Things, however, get dogy for me when I'm being asked to just give you money to set up a for-profit business and/or venture.

Let me give you a couple of actual, real examples I've seen...

If your comic book shop is going under, I tend to feel like my patronage is me supporting you. If you're unable to make ends meet with your income from your customers, or you can't entice enough customers to keep your business afloat, that's just being a poor business owner. I guess I find it sort of...wrong to go asking me for more dollars than what I spend for your services.

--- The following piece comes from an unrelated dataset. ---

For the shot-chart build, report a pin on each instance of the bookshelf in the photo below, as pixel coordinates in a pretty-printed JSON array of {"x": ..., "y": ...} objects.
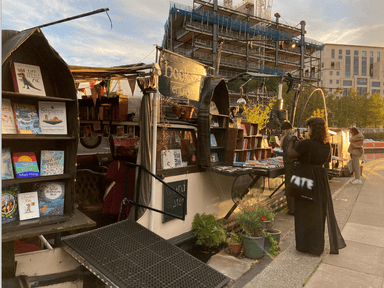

Likewise, if you want to start a brewing company, and need to raise $30,000, it would seem to me that going on line and asking for people to GIVE it to you is completely irresponsible. Go to a bank, get a loan, and pay back your start-up capital. You're basically asking for a bunch of strangers to bankroll your business, which you will make money from, for a cheap bottle opener, or whatever trinket you're handing out. Gee, I'd like somebody to just give me money, with no need to pay it back, much less interest, to start a business, wouldn't you?

I mean, is that reasonable?

I don't think so.

Yeah, yeah...Kickstarter says you can't fund a business, but I've seen a couple of "projects" that are clearly, exactly that. For example, the brewing "project" I referenced above? Here's what the Kickstarter is for:
  • Fees for licensing (city, state, and federal) and legal services
  • Costs for our website and online social network
  • Brewery equipment (fermentation tanks and other equipment)
  • Supplies for brewing (grains, hops, cleaning supplies, bottles, rentals, etc.)
  • Paying great artists and designers fair value for their designs and artwork
  • Labor costs
That, my friends, is somebody starting a business. Also, how is "keep my comic book store open" a "project?"

I can even, to a point, see when they're set up for things like short films, and such. That is, when it's amateurs with no connections or resources to call upon. However, I mean, when I see respected, known guys in, say the special effects industry, asking for me to give them money for a film or series, I have to ask...Don't you know producers and such? Don't you have connections to try to get somebody to back your script and project? Which then makes me wonder...how good is your script?

And then, back around to...you're doing this to MAKE MONEY. So, essentially, you want me to take this cash out of my pocket, and give it to you to spend as you will, so that you can, in some cases, get me to buy the finished product from you. That's just not a process, a system, I can get behind.

Plus, what happens if you hit your goal, get your money, and  you don't actually complete your project? I don't see anything on Kickstarter's site that explains exactly how they guard against that, or if they do at all. Maybe somebody over there will read this and respond.

Now, to say again....I am NOT talking about not-for-profit concerns. I do think Kickstarter is very, very helpful for those kind of uses, and I respect that. I respect the people who run and operate Kickstarter for those reasons. It's just...I feel like this is indicative of a change in our society. The "gimmie gimmie" movement. It's my self-reliant nature, I guess, but I don't get it.